Owned and run by Ewelina and Kamial Obrebska/Obreski, the couple have been steadily developing a loyal clientele for their home-style vegan cuisine for the past five years. The interior to the MC exists somewhere between Scandinavian forest and your intellectual aunt’s living room, the one who bought poetry collections and actually read them and knew about quinoa before the rest of the masses caught onto it. An abundance of cushions lines the walls underneath lighting reminiscent of paper suns. It’s the sort of place that you want to disappear into, soothed against the less embracing fixtures of the exterior world. Without being too verbose, it’s inviting.
When developing the menu, Ewelina and her husband look for inspiration in the modern vegan world and then add their own personal home-cooked feel. “Cooking from scratch” is a big part of their ethos, as it ensures that all the ingredients are 100% vegan and also allows the kitchen to play around with new ideas. For first timers to the café, Ewelina suggested the enchiladas filled with black beans and topped with vegan cheese (£8.30) while another customer favourite being the mushroom stroganoff (£6.50). The café also boasts an impressive line of teas, which under Ewelina’s own admission has “probably grown too extensive.” Especially interesting is the Enceladu green tea, flavoured with elements of apple, jasmine and raspberries, a drink that seems a blissful moment of idyllic escapism in what is otherwise a beak and rather wet mid-autumn.
Across the walls are graphic prints from Poland, globetrotting photography, as well as an ‘artist of the month’ showcase. There’s a protector screen tucked neatly up below the ceiling where in the past, the Cucumber have run films screenings (a recent example being the 2012 documentary Hungry for Change). There’s a library of various books and board games, as well as a rather active corkboard displaying yoga, mindfulness groups and all sorts of consciousness-building goodness that can accompany an aubergine & green bean stew with the enticing addition of peanut butter.
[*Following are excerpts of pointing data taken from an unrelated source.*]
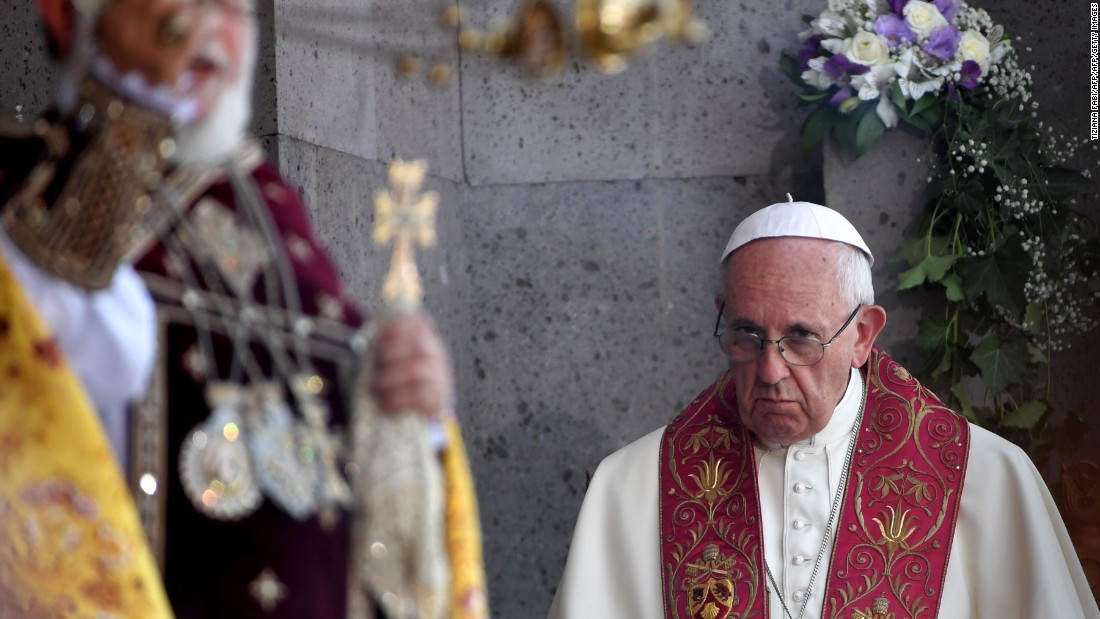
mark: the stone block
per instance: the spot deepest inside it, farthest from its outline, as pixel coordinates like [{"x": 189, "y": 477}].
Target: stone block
[{"x": 338, "y": 84}]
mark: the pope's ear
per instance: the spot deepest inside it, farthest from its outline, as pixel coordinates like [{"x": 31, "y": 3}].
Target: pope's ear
[
  {"x": 58, "y": 17},
  {"x": 868, "y": 325}
]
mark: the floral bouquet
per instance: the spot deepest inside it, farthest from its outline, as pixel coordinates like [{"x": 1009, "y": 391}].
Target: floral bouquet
[
  {"x": 1016, "y": 267},
  {"x": 888, "y": 57}
]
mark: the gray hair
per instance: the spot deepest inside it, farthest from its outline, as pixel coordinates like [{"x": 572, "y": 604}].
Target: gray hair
[{"x": 854, "y": 276}]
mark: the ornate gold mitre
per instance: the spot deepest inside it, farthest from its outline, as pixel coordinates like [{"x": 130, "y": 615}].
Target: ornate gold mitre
[{"x": 80, "y": 227}]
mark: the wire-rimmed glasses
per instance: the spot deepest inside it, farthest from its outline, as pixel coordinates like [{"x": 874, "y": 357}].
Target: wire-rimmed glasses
[{"x": 796, "y": 350}]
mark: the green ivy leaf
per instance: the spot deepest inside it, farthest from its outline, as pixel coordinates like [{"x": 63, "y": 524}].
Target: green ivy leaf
[
  {"x": 932, "y": 268},
  {"x": 848, "y": 106},
  {"x": 968, "y": 410},
  {"x": 1000, "y": 276},
  {"x": 845, "y": 133},
  {"x": 970, "y": 198},
  {"x": 1037, "y": 354},
  {"x": 932, "y": 333},
  {"x": 1001, "y": 363},
  {"x": 937, "y": 266},
  {"x": 816, "y": 126},
  {"x": 1034, "y": 318},
  {"x": 898, "y": 99},
  {"x": 1025, "y": 417},
  {"x": 870, "y": 129},
  {"x": 954, "y": 288}
]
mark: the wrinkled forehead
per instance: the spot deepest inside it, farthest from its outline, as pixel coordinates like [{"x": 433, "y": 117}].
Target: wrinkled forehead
[{"x": 234, "y": 7}]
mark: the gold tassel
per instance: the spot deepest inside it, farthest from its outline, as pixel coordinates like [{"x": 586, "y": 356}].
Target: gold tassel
[{"x": 469, "y": 599}]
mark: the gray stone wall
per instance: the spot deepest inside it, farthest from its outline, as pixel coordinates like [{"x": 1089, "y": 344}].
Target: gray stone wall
[{"x": 581, "y": 219}]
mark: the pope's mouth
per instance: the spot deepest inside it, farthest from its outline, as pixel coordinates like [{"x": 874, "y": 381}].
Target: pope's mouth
[{"x": 200, "y": 72}]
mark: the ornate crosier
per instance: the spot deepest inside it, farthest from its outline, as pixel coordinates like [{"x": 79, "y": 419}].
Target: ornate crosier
[
  {"x": 400, "y": 556},
  {"x": 1014, "y": 264},
  {"x": 402, "y": 217}
]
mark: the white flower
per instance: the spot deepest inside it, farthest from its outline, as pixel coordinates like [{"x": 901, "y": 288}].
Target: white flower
[
  {"x": 867, "y": 48},
  {"x": 923, "y": 18},
  {"x": 872, "y": 83},
  {"x": 887, "y": 112},
  {"x": 828, "y": 23},
  {"x": 974, "y": 46},
  {"x": 815, "y": 75}
]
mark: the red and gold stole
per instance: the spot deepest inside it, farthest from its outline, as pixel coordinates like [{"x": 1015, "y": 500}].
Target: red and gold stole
[{"x": 897, "y": 518}]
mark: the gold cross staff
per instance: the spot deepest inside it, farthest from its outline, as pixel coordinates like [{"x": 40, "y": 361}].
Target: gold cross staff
[{"x": 402, "y": 216}]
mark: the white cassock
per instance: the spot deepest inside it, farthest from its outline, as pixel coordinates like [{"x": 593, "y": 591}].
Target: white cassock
[
  {"x": 1011, "y": 556},
  {"x": 108, "y": 336}
]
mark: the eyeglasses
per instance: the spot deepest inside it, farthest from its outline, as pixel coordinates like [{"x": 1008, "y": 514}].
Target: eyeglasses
[{"x": 796, "y": 350}]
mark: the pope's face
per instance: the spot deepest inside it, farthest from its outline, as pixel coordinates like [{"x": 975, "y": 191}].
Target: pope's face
[
  {"x": 788, "y": 286},
  {"x": 196, "y": 47}
]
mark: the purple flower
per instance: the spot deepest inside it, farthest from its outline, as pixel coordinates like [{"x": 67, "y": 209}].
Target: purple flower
[
  {"x": 809, "y": 51},
  {"x": 839, "y": 64},
  {"x": 947, "y": 8},
  {"x": 894, "y": 30},
  {"x": 897, "y": 6},
  {"x": 943, "y": 42},
  {"x": 842, "y": 96},
  {"x": 969, "y": 74}
]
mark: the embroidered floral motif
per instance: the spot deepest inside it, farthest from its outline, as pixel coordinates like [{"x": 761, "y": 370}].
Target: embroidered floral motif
[{"x": 48, "y": 352}]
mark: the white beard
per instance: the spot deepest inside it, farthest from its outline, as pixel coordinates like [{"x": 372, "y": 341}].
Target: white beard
[{"x": 213, "y": 139}]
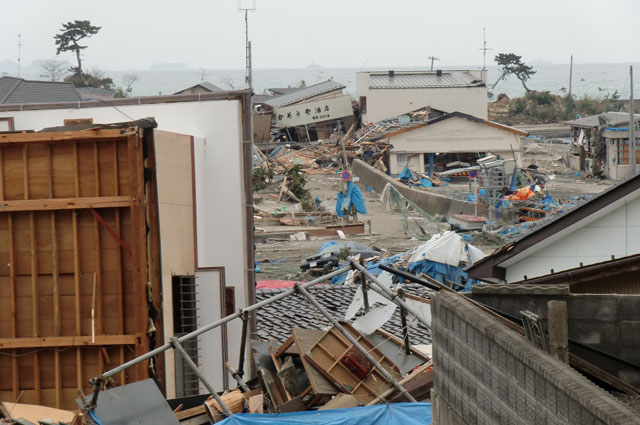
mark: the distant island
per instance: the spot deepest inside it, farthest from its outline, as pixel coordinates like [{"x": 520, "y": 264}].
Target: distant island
[{"x": 172, "y": 66}]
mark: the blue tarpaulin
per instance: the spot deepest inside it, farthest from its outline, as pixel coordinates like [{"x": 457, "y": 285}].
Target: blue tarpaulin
[
  {"x": 405, "y": 174},
  {"x": 353, "y": 197},
  {"x": 379, "y": 414}
]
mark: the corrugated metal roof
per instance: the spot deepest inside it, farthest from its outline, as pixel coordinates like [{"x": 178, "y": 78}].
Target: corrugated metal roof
[
  {"x": 423, "y": 80},
  {"x": 609, "y": 118},
  {"x": 305, "y": 93},
  {"x": 30, "y": 91}
]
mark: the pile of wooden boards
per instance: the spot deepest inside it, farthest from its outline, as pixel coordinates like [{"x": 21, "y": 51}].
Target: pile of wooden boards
[{"x": 316, "y": 370}]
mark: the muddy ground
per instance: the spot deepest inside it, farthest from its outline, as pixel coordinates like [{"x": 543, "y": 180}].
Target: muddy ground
[{"x": 280, "y": 259}]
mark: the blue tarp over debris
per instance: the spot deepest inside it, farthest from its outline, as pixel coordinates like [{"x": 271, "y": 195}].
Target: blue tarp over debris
[
  {"x": 379, "y": 414},
  {"x": 353, "y": 197}
]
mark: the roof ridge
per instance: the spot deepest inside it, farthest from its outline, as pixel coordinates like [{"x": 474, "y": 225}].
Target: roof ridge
[{"x": 18, "y": 81}]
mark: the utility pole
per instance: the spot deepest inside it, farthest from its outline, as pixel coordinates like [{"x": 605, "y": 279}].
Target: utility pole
[
  {"x": 484, "y": 49},
  {"x": 19, "y": 52},
  {"x": 433, "y": 58},
  {"x": 632, "y": 125},
  {"x": 247, "y": 6},
  {"x": 570, "y": 75}
]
As the looming prospect of winter threatens what little hope there is of 2017 being one of the warmest Indian summers on record, the Cucumber is looking to warm our collective hearts, minds and most importantly stomachs with a new winter menu, currently under construction via collaboration between Adam, the new chef, and the couple at helm. Vegan or not, Ewelina says, the most important thing for her is that people feel comfortable. And there is, it has to be said, a very familial atmosphere. I felt something sincerely heart-warming about families and friends sitting together, lifting up bowls from the table, immersed and soothed by the surroundings, as if in the living room of close friends. There are restaurants and there are bistros, but fewer on the map are the places that make you feel instantly reunited with the floorboards of childhood and previous good times. I’m glad to say that The Mad Cucumber is one of them.